I'm frustrated because my hair has really been looking like shit lately and I don't know what to do about it. I'm trying to keep it long because you have to go in for a cut too often when you have a short style. I'm also trying to find something that I can literally dry and be done with it. I don't have a lot of time in the morning with trying to get myself and my daughter out the door. Long hair is good for that because no matter what, you can always just pull it back into a ponytail. But, obviously, that gets old after awhile and even though I am a thirty-something wife and mother, I don't want to look like a thirty-something wife and mother.
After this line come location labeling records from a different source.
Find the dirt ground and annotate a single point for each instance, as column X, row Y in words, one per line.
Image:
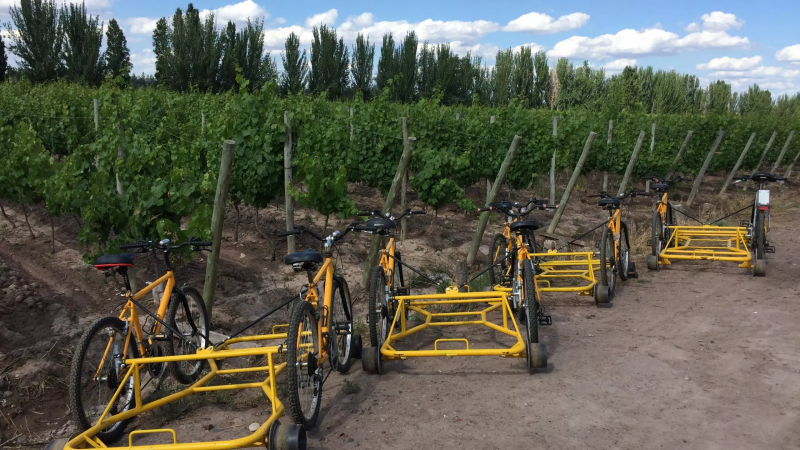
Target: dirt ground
column 692, row 356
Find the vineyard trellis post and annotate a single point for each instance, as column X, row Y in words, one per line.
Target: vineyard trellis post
column 565, row 197
column 402, row 167
column 766, row 150
column 631, row 163
column 498, row 182
column 783, row 152
column 553, row 163
column 678, row 157
column 287, row 182
column 736, row 167
column 702, row 173
column 217, row 219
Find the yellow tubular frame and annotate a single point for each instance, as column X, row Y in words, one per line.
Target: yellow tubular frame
column 88, row 440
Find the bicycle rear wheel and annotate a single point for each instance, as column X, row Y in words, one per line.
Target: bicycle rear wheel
column 95, row 375
column 191, row 320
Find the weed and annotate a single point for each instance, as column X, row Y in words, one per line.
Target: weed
column 350, row 388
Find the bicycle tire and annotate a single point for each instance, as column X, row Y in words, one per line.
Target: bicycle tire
column 341, row 314
column 301, row 378
column 377, row 316
column 498, row 252
column 187, row 372
column 76, row 389
column 608, row 264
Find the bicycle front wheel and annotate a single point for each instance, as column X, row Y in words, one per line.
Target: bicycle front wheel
column 187, row 315
column 303, row 372
column 95, row 376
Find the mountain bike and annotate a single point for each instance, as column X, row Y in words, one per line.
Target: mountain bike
column 759, row 223
column 386, row 282
column 663, row 218
column 320, row 327
column 179, row 327
column 614, row 247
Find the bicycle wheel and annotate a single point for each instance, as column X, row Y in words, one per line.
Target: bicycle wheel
column 341, row 326
column 498, row 253
column 760, row 244
column 624, row 252
column 191, row 320
column 94, row 377
column 303, row 373
column 378, row 314
column 608, row 264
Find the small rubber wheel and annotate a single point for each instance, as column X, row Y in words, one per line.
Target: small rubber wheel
column 652, row 262
column 760, row 268
column 537, row 356
column 57, row 444
column 371, row 360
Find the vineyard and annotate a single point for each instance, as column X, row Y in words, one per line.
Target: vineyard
column 152, row 157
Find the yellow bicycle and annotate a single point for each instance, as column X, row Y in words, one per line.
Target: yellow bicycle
column 179, row 327
column 320, row 328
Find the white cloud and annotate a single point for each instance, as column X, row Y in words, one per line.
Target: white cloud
column 328, row 18
column 720, row 21
column 650, row 41
column 728, row 63
column 237, row 13
column 620, row 64
column 538, row 23
column 791, row 53
column 141, row 25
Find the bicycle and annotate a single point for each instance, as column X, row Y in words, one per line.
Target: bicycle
column 386, row 281
column 502, row 244
column 614, row 247
column 663, row 218
column 320, row 327
column 99, row 362
column 759, row 224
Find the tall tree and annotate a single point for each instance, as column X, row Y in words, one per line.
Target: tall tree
column 329, row 63
column 3, row 60
column 387, row 68
column 363, row 62
column 295, row 67
column 118, row 57
column 36, row 38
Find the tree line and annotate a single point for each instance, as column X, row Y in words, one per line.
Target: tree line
column 193, row 53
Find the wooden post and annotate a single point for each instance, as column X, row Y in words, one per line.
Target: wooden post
column 96, row 105
column 738, row 163
column 501, row 176
column 783, row 152
column 287, row 181
column 631, row 163
column 701, row 174
column 372, row 257
column 217, row 218
column 678, row 157
column 404, row 187
column 553, row 163
column 565, row 197
column 608, row 149
column 763, row 155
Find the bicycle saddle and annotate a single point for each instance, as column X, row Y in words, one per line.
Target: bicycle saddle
column 609, row 202
column 306, row 256
column 106, row 261
column 521, row 225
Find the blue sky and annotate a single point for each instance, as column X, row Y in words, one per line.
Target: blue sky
column 742, row 42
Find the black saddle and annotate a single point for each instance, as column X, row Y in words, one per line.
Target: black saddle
column 609, row 202
column 108, row 261
column 306, row 256
column 522, row 225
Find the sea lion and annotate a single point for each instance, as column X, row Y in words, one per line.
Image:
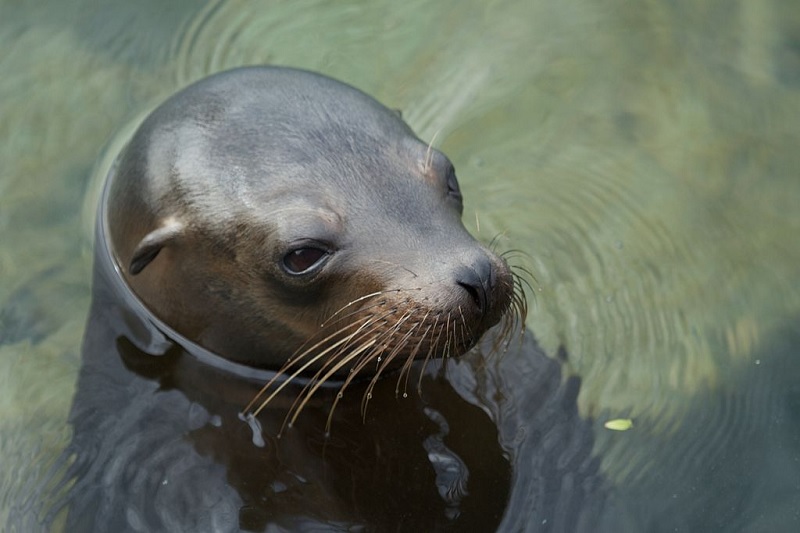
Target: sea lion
column 270, row 225
column 264, row 209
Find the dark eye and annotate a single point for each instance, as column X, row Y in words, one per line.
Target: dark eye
column 303, row 259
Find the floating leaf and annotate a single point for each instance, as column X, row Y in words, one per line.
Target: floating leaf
column 619, row 424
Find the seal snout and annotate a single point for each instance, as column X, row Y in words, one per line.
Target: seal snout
column 478, row 280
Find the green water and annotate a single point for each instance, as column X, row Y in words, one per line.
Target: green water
column 644, row 155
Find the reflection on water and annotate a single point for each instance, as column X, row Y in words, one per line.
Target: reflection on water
column 643, row 154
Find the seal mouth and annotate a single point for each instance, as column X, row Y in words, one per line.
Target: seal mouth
column 386, row 331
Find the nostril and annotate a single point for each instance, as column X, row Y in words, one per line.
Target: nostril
column 477, row 294
column 478, row 280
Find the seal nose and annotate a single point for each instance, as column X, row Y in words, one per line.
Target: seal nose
column 478, row 280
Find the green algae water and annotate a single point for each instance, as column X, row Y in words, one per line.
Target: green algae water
column 643, row 156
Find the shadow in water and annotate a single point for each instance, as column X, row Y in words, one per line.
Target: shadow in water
column 490, row 443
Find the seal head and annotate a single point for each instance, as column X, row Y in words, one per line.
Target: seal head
column 265, row 213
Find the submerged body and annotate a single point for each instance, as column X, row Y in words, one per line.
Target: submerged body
column 273, row 226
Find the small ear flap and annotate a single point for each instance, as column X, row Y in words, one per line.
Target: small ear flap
column 148, row 248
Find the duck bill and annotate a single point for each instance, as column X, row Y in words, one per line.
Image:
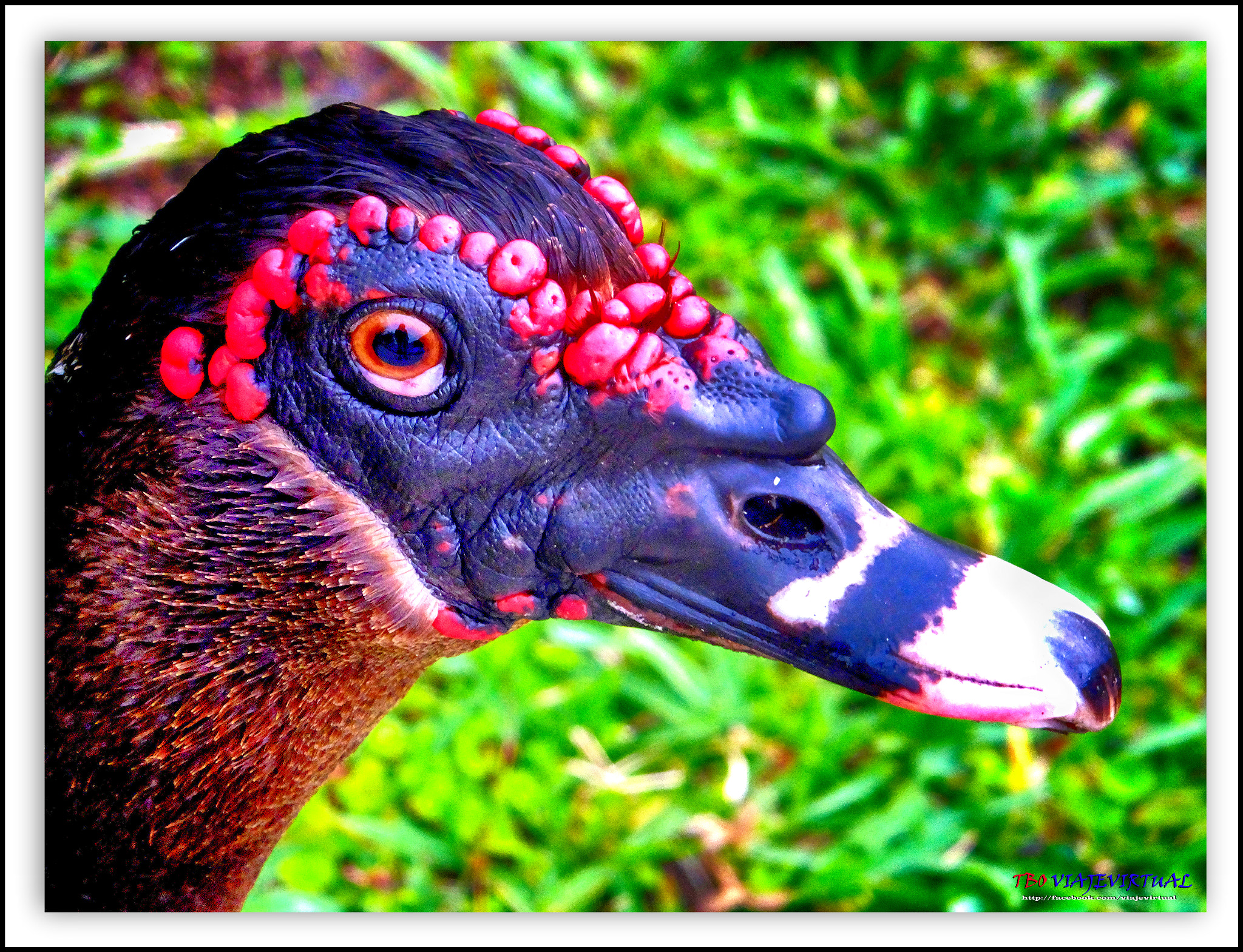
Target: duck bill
column 798, row 563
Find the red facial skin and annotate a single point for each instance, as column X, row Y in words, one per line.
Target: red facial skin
column 244, row 397
column 517, row 268
column 593, row 357
column 669, row 384
column 645, row 354
column 550, row 383
column 563, row 156
column 574, row 608
column 545, row 359
column 679, row 286
column 533, row 136
column 689, row 319
column 274, row 277
column 478, row 250
column 581, row 314
column 442, row 234
column 709, row 352
column 547, row 307
column 499, row 120
column 308, row 235
column 245, row 320
column 222, row 363
column 180, row 366
column 450, row 624
column 520, row 603
column 321, row 288
column 617, row 312
column 402, row 221
column 614, row 195
column 655, row 260
column 607, row 351
column 368, row 214
column 644, row 300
You know who I'm talking about, that tired woman you see at the supermarket, pushing the cart with children trailing behind her while she pushes on down the aisles with a lost look in her face because she hasn't been in a hair salon in two years (and knows she looks like it) because she doesn't have the time to squeeze it in between driving her kids all over God's green earth, cleaning the house, doing the shopping, going to work and reading the mail. I don't want to be that woman. The problem is it's really hard to find a hairstyle that meets all these criteria. Trying to find something on the internet is a massive waste of time because no site has a really large collection of photos and most of them are the types that come out of hair magazines, which are really more experimental a lot of times. They're not the sort of hairstyle any normal person would have. I'm also plagued somewhat by the fact that my hair is course, so it tends to look frizzy at the end, which means I have to spend time with products to make it look smooth, time I don't have most days. Somebody please, please help me. (pathetic whining sounds here) Please, please. I hate may hair and I want to have something decent.

My fingertips feel really warm all of a sudden. Does that mean something? But, anyway, I need some serious help here with the hair. I thinking about making an appointment at Vidal Sasson when I go home for Christmas because they're supposed to give you the right hairstyle for your face shape. I'm amazed that your average run of the mill hairstylist doesn't seem able to just look at your face and hair type and give you something that looks good. I think they're too paranoid the client will flip out or something. They shouldn't be afraid, though. What does the client know about hair.? Of course, there are the hairstylists who are just dying to try a certain new style on someone and the person they manage to convince to get it is the last person it looks good on. That's why people go home crying. It's really all just a big breakdown of communication. But, seriously, I need major hair help. Someone help me. That's what this post is about. Find me a freaking haircut for the love of God.